Voir aussi : unification.
Forces de maintien de la paix de l’Organisation des Nations Unies
Concept mis au point par le diplomate (et plus tard premier ministre) canadien Lester B. Pearson en 1956, à l’époque de la crise du canal de Suez, afin d’éviter que le conflit se transforme en une guerre totale en interposant entre les adversaires une force internationale composée de troupes neutres et placée sous les auspices des Nations Unies. Le concept s’avéra efficace et, depuis, des Forces de maintien de la paix de l’ONU ont été dépêchées à d’innombrables « points chauds » aux quatre coins du globe. Pearson obtient le Prix Nobel de la paix, et l’envoi de contingents des Forces canadiennes dans le cadre de missions de maintien de la paix de l’ONU est devenu une pierre angulaire de la politique étrangère du Canada.
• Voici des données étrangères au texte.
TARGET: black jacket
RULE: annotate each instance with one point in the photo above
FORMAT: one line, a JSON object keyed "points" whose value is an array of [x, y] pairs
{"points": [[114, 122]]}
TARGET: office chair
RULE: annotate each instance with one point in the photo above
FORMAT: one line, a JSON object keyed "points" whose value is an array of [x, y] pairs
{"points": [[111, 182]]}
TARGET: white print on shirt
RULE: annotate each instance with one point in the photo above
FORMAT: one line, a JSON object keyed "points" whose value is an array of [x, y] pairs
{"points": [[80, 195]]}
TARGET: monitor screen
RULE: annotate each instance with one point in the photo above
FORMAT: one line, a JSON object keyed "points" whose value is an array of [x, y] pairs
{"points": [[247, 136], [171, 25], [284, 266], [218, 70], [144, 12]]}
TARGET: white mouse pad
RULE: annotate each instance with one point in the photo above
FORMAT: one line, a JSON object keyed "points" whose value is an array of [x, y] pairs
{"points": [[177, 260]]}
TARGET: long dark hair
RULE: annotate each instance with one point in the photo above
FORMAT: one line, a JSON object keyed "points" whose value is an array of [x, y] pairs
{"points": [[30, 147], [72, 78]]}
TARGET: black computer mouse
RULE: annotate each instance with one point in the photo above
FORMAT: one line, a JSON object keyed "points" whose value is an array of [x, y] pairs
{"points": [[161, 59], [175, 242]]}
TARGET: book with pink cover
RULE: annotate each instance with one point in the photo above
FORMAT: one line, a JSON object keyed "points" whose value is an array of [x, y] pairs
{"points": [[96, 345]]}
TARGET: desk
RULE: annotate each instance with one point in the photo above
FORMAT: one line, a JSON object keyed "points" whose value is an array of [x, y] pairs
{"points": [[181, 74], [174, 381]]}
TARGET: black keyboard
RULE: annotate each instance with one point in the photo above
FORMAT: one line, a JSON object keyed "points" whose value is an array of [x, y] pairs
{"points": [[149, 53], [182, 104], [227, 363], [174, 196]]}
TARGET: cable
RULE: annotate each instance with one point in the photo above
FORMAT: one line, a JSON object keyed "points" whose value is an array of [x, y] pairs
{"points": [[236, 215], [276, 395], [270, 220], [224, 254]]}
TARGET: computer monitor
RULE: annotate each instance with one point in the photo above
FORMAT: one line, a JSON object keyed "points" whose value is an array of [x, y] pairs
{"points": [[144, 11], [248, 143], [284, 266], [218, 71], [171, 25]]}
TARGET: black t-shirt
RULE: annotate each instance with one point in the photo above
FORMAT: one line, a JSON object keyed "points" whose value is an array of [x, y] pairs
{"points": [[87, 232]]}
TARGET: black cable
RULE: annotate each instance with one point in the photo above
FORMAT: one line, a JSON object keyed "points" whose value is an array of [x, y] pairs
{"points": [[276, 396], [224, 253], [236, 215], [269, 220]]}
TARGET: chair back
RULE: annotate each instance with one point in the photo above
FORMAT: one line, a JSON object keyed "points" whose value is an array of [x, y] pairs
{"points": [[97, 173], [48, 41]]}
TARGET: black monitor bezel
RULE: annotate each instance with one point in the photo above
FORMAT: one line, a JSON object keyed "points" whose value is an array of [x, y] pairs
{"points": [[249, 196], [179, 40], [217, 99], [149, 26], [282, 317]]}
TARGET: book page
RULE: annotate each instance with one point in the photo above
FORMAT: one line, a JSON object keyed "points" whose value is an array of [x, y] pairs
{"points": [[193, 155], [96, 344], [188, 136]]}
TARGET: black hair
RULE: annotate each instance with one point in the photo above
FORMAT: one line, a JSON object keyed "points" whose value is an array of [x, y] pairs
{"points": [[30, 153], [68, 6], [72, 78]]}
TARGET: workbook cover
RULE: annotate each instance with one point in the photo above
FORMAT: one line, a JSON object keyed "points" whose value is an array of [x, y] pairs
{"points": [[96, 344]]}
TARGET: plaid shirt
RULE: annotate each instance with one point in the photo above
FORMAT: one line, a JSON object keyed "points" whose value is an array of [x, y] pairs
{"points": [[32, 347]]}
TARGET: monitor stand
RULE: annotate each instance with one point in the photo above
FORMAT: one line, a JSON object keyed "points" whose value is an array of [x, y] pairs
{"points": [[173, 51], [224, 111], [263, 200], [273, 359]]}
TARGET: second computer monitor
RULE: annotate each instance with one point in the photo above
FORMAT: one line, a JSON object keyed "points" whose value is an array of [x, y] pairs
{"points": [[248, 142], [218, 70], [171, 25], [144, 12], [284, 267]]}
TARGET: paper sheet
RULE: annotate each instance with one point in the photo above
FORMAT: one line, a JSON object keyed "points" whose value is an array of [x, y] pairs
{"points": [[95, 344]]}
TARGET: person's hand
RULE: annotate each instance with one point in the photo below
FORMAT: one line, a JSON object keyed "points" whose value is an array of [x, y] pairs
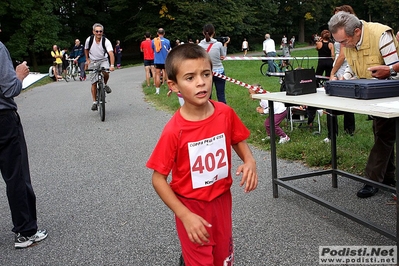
{"points": [[195, 227], [249, 176], [22, 71], [380, 72]]}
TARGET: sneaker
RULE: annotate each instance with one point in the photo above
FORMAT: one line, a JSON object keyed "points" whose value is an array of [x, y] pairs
{"points": [[26, 241], [107, 89], [326, 140], [284, 140], [266, 138]]}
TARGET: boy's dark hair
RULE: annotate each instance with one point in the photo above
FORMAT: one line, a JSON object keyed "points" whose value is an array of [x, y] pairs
{"points": [[180, 53]]}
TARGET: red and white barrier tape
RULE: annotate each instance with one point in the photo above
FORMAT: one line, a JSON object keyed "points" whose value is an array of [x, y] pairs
{"points": [[243, 84]]}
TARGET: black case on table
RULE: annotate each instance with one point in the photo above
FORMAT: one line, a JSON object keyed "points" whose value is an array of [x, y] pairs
{"points": [[363, 88]]}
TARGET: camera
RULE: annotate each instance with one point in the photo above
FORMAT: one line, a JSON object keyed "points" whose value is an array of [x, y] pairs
{"points": [[222, 39]]}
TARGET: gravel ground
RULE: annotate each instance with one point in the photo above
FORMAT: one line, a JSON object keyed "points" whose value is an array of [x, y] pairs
{"points": [[94, 193]]}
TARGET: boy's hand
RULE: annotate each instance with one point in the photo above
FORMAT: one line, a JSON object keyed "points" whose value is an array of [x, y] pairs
{"points": [[249, 176], [195, 228]]}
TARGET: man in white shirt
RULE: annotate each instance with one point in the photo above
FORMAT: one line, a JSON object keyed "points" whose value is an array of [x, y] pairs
{"points": [[269, 48]]}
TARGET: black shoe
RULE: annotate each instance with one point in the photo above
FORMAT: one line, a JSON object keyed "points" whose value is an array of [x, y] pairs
{"points": [[367, 191]]}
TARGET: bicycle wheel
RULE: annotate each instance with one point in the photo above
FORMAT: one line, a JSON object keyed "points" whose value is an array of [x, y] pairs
{"points": [[263, 68], [73, 72], [67, 76], [101, 100]]}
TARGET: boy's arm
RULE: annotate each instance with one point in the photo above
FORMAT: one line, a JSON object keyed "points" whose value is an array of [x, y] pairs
{"points": [[248, 169], [194, 224]]}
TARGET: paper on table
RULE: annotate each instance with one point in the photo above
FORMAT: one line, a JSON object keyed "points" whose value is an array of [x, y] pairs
{"points": [[32, 78], [394, 104]]}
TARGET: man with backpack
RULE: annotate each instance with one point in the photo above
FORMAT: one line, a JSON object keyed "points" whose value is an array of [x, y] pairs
{"points": [[161, 47], [98, 50]]}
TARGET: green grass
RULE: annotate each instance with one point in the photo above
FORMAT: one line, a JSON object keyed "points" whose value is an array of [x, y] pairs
{"points": [[352, 152]]}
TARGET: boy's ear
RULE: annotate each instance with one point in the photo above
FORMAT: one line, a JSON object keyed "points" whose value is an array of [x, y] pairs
{"points": [[173, 85]]}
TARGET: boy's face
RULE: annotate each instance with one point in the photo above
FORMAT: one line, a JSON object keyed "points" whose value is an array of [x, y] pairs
{"points": [[194, 81]]}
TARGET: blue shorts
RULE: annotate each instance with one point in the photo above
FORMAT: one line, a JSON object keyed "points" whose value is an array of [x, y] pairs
{"points": [[160, 66]]}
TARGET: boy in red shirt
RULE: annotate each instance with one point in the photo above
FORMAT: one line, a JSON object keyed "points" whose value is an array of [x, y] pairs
{"points": [[196, 146]]}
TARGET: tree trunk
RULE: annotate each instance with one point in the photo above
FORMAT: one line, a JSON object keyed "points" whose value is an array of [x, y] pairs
{"points": [[301, 30]]}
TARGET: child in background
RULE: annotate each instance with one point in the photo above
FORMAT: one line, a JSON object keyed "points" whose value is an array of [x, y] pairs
{"points": [[280, 112], [196, 146]]}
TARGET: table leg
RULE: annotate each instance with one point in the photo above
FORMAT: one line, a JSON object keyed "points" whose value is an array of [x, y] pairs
{"points": [[333, 136], [397, 182], [273, 153]]}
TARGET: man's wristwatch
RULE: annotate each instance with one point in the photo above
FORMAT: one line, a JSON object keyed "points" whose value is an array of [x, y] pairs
{"points": [[392, 71]]}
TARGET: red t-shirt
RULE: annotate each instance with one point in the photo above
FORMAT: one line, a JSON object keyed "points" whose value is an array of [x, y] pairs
{"points": [[145, 46], [199, 153]]}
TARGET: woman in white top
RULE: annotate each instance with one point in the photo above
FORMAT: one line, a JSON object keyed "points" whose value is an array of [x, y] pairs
{"points": [[217, 51]]}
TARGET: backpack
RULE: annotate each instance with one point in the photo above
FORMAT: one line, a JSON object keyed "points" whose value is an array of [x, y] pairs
{"points": [[157, 44]]}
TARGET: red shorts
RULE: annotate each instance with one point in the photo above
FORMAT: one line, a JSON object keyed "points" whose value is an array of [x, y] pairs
{"points": [[219, 250]]}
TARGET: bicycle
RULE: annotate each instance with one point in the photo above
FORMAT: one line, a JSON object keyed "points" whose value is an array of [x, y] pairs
{"points": [[72, 70], [100, 98]]}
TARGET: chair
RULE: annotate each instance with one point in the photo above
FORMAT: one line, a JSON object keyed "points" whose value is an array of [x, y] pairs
{"points": [[299, 115]]}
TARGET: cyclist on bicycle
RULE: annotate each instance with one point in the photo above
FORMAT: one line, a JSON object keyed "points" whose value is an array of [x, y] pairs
{"points": [[97, 54]]}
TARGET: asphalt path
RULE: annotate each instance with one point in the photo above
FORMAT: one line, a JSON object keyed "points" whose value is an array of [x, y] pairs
{"points": [[94, 193]]}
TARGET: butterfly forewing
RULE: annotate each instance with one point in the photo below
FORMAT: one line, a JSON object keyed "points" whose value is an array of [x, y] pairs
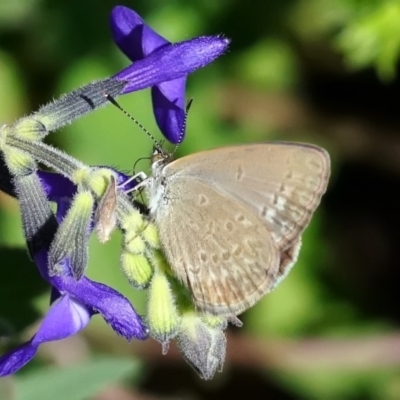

Même si ces missions furent fructueuses dans bien des cas, la longue impasse en Bosnie et le génocide au Rwanda ont fait ressortir les lacunes de l’ONU quant à la capacité à maintenir la paix. Cependant, la guerre en Irak (2003) fait ressortir aussi les limites d’une action unilatérale menée par grandes puissances pour instaurer la paix et la stabilité dans un pays en difficulté. Les opérations de maintien de la paix de l’ONU ont eu une grande incidence sur les Forces canadiennes, dont la taille est relativement petite; jusqu’à la moitié des forces terrestres canadiennes continuent d’être déployées dans le monde entier, dans le cadre de missions de maintien de la paix internationales menées par et pour les Nations Unies. Les soldats canadiens qui participent aux missions de maintien de la paix de l’ONU portent le béret bleu azuré de l’ONU, et leurs véhicules sont peints en blanc.
Forteresse
Ville enceinte de fortifications, comme des murs dotés de bastions et d’autres types d’ouvrages. Idéalement, une forteresse avait une citadelle qui servait de redoute. En Nouvelle-France, les villes de Québec, Montréal et Louisbourg étaient ceintes de murs épais, mais n’avaient pas de citadelle imposante. À Québec, cependant, le Château Saint-Louis, qui était la résidence du gouverneur général, était également une redoute qui occupait une situation prépondérante. Louisbourg fut prise par les Britanniques en 1758 et détruite deux ans plus tard. Après 1760, les fortifications de Québec furent préservées, mais celles de Montréal furent démolies en 1810. Après la Guerre de 1812, les fortifications de Québec furent considérablement renforcées par la construction de sa citadelle. Aujourd’hui, Québec est la seule ville fortifiée en Amérique du Nord.
Fourragère
Cordon tressé aux couleurs de l’unité et retenu par l’épaulette gauche du blouson du battle-dress; porté par les membres de tous grades d’un régiment à l’occasion des cérémonies.
Frégate
Navire de guerre rapide, de taille moyenne, fréquent surtout dans les marines à voiles. La première frégate construite au Canada fut le Castor, un 26 canons fabriqué pour la marine française au chantier royal naval de Québec et lancé en 1744. Les frégates furent souvent remplacées par des croiseurs et des destroyers dans les marines de la fin du XIXe siècle, mais reprirent du service dans les marines de la fin du XXe siècle, et sont souvent investies de missions spécialisées; les frégates de la marine canadienne sont principalement affectées aux opérations de détection et de poursuite de sous-marins.